The museum exists because of Izzy Asper. A Canadian lawyer, politician, and founder of the media conglomerate Canwest Global Communications, Asper conceived the idea on July 18, 2000 -- a place where students from across Canada could come to learn about human rights, and where Winnipeg's struggling downtown could find new purpose. He spent three years commissioning feasibility studies and building political support before his death in 2003. His daughter Gail Asper took up the cause, leading private fundraising that would eventually surpass $130 million. The federal government contributed $100 million, Manitoba added $40 million, and the City of Winnipeg pledged $20 million. By the time Parliament passed Bill C-42 with all-party support in 2008, creating the CMHR as a national museum, the project had become something Izzy Asper might not have imagined: a test of whether Canadians could agree on what human rights mean.
In 2003, an international design competition drew 100 submissions from 21 countries. The winner was Antoine Predock of Albuquerque, New Mexico, who later called the CMHR the most important building of his career. His design begins with a descent into the earth, through 'roots' clad in 450-million-year-old Tyndall limestone. Visitors move upward through the Great Hall and along dramatic backlit alabaster ramps -- more than 3,500 square metres and 15,000 tiles of alabaster, the largest project ever executed in that material. Over 1,300 panes of glass form a cloud-like canopy resembling a dove's folded wings on the building's southwest face. The journey culminates in the Israel Asper Tower of Hope, a 100-metre glass spire that offers panoramic views of downtown Winnipeg and the vast prairie horizon beyond. Throughout the foundation work, medicine bags created by elders at Thunderbird House were placed into the holes drilled for piles and caissons, honoring the ground that was being broken.

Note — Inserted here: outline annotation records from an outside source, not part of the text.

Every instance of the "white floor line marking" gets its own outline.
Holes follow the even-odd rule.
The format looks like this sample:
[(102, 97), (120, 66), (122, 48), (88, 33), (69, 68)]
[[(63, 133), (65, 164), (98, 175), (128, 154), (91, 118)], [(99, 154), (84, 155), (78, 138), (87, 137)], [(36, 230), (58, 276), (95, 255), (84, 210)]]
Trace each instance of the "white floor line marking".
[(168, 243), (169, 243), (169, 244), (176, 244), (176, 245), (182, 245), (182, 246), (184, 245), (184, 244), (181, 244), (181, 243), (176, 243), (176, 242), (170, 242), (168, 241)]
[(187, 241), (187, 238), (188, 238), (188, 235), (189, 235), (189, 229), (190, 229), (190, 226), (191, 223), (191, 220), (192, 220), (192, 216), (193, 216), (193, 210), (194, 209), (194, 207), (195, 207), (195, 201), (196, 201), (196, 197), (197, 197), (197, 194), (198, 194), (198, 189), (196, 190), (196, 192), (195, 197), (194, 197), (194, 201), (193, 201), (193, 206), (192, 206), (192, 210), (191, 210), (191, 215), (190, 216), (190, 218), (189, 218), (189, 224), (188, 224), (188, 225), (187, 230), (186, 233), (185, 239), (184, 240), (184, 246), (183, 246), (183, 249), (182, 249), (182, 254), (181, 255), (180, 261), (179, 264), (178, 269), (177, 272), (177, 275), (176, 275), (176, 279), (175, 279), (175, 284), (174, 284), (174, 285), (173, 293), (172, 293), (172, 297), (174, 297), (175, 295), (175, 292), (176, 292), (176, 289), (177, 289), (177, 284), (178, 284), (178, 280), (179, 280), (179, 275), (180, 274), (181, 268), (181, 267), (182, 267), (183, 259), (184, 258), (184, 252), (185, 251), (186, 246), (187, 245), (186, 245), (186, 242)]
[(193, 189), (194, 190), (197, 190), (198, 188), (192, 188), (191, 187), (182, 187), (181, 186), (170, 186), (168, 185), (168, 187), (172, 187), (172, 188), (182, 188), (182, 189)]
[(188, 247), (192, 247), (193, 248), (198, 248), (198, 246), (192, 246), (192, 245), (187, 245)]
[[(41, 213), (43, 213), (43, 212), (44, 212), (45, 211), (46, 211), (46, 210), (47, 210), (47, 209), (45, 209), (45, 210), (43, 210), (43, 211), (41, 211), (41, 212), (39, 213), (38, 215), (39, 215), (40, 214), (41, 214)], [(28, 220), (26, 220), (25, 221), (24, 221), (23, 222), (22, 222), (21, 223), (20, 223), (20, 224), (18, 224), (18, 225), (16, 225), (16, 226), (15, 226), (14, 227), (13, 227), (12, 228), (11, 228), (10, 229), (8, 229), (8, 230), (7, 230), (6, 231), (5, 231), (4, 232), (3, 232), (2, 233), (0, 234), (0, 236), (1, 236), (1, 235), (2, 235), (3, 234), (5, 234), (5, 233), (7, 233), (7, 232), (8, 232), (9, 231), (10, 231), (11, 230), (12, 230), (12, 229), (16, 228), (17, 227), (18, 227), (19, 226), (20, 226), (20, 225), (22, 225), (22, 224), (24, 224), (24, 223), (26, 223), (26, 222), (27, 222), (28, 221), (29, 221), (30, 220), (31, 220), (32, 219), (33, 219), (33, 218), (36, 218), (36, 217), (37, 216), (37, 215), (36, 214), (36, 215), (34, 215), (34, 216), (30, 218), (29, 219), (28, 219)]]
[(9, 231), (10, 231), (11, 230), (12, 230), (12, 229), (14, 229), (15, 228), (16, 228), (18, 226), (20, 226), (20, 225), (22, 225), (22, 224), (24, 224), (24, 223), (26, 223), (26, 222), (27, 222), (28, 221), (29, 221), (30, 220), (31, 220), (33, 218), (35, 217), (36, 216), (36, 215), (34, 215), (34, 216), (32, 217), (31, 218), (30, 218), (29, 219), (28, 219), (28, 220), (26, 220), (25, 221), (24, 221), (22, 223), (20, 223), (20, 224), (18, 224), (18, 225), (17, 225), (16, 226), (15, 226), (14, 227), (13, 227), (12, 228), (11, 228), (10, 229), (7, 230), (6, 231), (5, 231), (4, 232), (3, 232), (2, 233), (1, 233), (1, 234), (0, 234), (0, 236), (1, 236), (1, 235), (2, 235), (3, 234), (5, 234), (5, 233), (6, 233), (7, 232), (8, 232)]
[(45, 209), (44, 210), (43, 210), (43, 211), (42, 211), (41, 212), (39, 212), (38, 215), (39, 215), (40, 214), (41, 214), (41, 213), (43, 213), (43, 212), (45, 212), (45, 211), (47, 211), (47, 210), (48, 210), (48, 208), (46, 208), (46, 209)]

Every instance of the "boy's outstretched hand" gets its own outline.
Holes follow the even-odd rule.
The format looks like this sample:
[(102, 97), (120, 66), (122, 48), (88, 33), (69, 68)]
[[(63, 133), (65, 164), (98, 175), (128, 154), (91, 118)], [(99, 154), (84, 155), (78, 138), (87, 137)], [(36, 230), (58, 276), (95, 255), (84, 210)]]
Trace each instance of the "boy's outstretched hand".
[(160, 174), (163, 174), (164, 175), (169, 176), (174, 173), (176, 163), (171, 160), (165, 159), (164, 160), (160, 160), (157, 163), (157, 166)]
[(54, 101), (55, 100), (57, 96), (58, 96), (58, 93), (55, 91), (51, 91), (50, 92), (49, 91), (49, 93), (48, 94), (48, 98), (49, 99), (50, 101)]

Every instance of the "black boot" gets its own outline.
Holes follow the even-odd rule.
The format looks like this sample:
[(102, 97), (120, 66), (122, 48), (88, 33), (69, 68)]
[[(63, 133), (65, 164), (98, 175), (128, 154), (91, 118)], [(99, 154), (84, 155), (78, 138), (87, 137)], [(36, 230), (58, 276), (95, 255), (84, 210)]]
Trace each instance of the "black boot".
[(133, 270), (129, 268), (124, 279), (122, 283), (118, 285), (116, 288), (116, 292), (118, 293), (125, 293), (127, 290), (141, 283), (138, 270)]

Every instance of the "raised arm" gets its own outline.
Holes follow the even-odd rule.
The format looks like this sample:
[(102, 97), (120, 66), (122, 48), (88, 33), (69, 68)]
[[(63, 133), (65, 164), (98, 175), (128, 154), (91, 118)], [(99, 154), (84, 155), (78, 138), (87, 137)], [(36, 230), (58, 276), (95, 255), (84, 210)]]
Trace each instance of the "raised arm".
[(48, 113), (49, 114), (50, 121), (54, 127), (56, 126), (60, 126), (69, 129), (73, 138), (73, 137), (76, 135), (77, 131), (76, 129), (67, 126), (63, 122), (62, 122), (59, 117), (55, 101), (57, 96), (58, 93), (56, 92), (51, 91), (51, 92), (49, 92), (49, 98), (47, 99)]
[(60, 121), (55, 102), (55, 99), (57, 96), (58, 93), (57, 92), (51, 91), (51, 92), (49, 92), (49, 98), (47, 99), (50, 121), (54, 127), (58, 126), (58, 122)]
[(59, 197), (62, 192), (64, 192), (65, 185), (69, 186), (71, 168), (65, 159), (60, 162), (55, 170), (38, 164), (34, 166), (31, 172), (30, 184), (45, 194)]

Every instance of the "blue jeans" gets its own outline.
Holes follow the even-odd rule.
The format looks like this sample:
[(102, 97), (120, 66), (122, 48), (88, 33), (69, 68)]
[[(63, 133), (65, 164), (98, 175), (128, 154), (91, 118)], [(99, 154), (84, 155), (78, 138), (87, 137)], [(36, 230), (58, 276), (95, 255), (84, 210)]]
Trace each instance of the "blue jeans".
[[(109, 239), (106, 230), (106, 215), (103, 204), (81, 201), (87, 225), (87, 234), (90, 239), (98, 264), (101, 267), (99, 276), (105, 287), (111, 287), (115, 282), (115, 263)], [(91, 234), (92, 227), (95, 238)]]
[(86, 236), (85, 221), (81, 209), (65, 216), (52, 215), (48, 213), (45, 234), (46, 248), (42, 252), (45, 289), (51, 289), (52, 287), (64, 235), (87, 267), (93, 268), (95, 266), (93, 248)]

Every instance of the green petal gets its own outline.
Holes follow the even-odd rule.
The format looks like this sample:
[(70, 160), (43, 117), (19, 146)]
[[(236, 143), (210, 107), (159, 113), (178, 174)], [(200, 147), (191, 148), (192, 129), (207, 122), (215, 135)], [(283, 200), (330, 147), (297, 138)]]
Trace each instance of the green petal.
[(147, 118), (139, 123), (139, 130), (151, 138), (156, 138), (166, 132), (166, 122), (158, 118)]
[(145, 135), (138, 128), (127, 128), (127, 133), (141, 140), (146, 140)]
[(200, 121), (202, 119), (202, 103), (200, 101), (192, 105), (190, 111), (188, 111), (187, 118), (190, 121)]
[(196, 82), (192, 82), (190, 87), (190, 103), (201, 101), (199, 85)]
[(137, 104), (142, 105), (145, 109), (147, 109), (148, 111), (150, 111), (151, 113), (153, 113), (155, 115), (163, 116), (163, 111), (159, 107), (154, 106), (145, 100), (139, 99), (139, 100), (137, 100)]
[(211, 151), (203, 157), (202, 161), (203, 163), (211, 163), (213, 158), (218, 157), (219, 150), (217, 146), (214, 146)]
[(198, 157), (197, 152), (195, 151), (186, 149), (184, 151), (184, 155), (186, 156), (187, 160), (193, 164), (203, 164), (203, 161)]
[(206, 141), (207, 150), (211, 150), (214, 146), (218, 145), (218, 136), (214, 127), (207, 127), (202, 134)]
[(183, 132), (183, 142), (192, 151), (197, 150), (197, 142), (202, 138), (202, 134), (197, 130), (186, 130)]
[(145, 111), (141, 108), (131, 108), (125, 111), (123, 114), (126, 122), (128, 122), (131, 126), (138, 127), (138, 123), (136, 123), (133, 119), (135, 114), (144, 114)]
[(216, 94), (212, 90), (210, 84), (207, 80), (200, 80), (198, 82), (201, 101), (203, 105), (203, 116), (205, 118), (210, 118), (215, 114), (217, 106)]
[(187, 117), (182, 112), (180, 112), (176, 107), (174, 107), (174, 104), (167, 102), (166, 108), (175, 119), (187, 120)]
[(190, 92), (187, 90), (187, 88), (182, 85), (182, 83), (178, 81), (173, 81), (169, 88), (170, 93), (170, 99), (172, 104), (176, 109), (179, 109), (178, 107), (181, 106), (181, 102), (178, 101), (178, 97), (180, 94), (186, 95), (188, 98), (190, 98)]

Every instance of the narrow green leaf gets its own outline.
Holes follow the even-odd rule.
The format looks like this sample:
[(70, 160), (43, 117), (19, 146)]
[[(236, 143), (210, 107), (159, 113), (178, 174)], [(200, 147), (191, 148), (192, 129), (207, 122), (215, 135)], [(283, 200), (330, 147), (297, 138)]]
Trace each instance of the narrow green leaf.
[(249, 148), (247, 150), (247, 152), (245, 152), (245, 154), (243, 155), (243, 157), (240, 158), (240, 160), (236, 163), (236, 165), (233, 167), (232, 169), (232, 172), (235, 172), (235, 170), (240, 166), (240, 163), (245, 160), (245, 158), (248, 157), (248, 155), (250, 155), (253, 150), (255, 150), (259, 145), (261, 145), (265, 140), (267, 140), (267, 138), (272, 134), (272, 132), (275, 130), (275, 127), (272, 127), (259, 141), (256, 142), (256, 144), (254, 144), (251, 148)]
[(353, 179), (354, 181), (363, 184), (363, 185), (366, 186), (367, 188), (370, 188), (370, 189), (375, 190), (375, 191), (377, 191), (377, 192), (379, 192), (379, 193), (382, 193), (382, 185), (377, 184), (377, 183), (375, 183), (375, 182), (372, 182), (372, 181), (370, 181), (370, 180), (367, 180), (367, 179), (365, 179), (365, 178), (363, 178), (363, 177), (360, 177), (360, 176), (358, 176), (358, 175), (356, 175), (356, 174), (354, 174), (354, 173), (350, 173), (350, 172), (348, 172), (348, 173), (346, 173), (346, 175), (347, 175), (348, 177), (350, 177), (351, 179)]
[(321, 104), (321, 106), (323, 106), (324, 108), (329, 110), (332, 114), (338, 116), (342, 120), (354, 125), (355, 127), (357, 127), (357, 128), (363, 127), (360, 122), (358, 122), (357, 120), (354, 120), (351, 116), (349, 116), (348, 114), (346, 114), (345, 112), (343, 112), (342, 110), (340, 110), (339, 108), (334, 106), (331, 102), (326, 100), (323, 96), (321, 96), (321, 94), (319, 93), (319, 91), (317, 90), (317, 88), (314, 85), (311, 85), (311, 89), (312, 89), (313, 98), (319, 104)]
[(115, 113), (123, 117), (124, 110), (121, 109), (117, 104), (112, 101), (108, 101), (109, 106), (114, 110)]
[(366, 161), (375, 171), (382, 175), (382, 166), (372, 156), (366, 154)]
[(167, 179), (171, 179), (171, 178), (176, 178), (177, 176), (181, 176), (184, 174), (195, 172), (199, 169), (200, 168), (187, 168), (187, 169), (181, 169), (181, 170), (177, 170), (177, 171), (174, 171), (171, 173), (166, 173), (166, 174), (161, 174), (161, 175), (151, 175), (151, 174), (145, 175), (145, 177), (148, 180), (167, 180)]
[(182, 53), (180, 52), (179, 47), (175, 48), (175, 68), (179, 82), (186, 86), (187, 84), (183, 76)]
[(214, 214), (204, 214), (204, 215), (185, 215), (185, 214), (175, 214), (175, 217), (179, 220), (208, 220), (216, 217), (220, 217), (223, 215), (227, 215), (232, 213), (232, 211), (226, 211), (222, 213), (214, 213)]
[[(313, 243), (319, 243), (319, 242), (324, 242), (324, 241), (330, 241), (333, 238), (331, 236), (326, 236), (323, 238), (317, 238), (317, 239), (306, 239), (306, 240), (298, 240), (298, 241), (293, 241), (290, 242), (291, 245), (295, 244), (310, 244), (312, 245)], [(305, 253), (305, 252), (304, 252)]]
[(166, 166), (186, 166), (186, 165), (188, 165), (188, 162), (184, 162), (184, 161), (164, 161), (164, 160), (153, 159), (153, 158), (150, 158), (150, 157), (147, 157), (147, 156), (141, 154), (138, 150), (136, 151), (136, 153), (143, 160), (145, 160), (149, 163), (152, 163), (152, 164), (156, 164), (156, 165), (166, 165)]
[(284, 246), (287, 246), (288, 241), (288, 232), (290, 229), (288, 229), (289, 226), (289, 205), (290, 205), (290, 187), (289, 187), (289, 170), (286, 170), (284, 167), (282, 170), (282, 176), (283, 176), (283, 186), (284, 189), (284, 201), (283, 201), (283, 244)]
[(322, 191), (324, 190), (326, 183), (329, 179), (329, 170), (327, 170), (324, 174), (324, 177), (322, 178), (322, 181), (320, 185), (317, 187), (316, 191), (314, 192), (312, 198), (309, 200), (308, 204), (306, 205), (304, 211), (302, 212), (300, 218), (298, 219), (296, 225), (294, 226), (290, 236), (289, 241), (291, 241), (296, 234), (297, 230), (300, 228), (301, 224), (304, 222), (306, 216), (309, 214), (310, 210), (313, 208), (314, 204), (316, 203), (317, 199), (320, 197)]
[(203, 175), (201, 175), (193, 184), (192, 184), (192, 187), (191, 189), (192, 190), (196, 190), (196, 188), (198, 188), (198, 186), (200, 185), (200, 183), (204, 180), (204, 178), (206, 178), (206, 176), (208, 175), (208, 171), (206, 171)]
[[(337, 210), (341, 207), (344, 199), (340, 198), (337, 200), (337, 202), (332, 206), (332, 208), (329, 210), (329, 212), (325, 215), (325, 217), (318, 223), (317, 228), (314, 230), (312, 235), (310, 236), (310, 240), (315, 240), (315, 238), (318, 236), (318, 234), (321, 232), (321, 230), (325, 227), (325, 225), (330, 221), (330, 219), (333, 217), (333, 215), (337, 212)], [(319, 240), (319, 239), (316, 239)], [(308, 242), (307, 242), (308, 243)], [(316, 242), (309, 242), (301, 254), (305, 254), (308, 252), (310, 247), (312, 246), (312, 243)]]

The museum opened on September 20, 2014, two years behind schedule and $41 million over its original budget, at a final cost of approximately $351 million. Inside, ten core galleries explore human rights from multiple perspectives. Indigenous perspectives occupy a central space, including a circular film about First Nations concepts of rights and responsibilities. The museum's largest gallery is dedicated to Canadian content -- the internment of Japanese Canadians during World War II, the Chinese head tax, the Underground Railroad, the Komagata Maru incident, and the Winnipeg General Strike of 1919. A dedicated Holocaust gallery introduces the 1948 Universal Declaration of Human Rights, drafted in direct response to those horrors. A Garden of Contemplation offers still-water pools set among dramatic black Mongolian basalt. On the fifth floor, the Carte International Reference Centre serves as the museum's library, devoted to human rights research.
A museum dedicated to human rights was always going to face scrutiny about whose rights it represents. Ukrainian Canadian organizations protested what they saw as insufficient attention to the Holodomor. Palestinian Canadians called for inclusion of the Nakba. The museum's grand opening itself was marked by protests from groups who felt their histories had been excluded or inaccurately depicted. Internal struggles proved equally difficult: between 2015 and 2017, management sometimes directed staff to hide LGBT content from certain tour groups, including religious schools and diplomatic visitors. The 2020 resignation of CEO John Young amid allegations of censorship, harassment, and racism forced a public reckoning. An independent review and a formal apology followed. The controversies have not diminished the building's power -- if anything, they have underscored its central premise: that the work of human rights is never finished.
Located at 49.891N, 97.131W at The Forks in Winnipeg, Manitoba, at the confluence of the Red and Assiniboine rivers. The 100-metre Tower of Hope is a prominent visual landmark from the air -- look for the distinctive glass spire rising from an angular, mountain-like structure near the river junction. Nearest major airport: Winnipeg James Armstrong Richardson International (CYWG), approximately 8 km west-northwest. Recommended viewing altitude: 3,000-5,000 ft AGL. The museum's glass cloud canopy is especially visible in afternoon sunlight.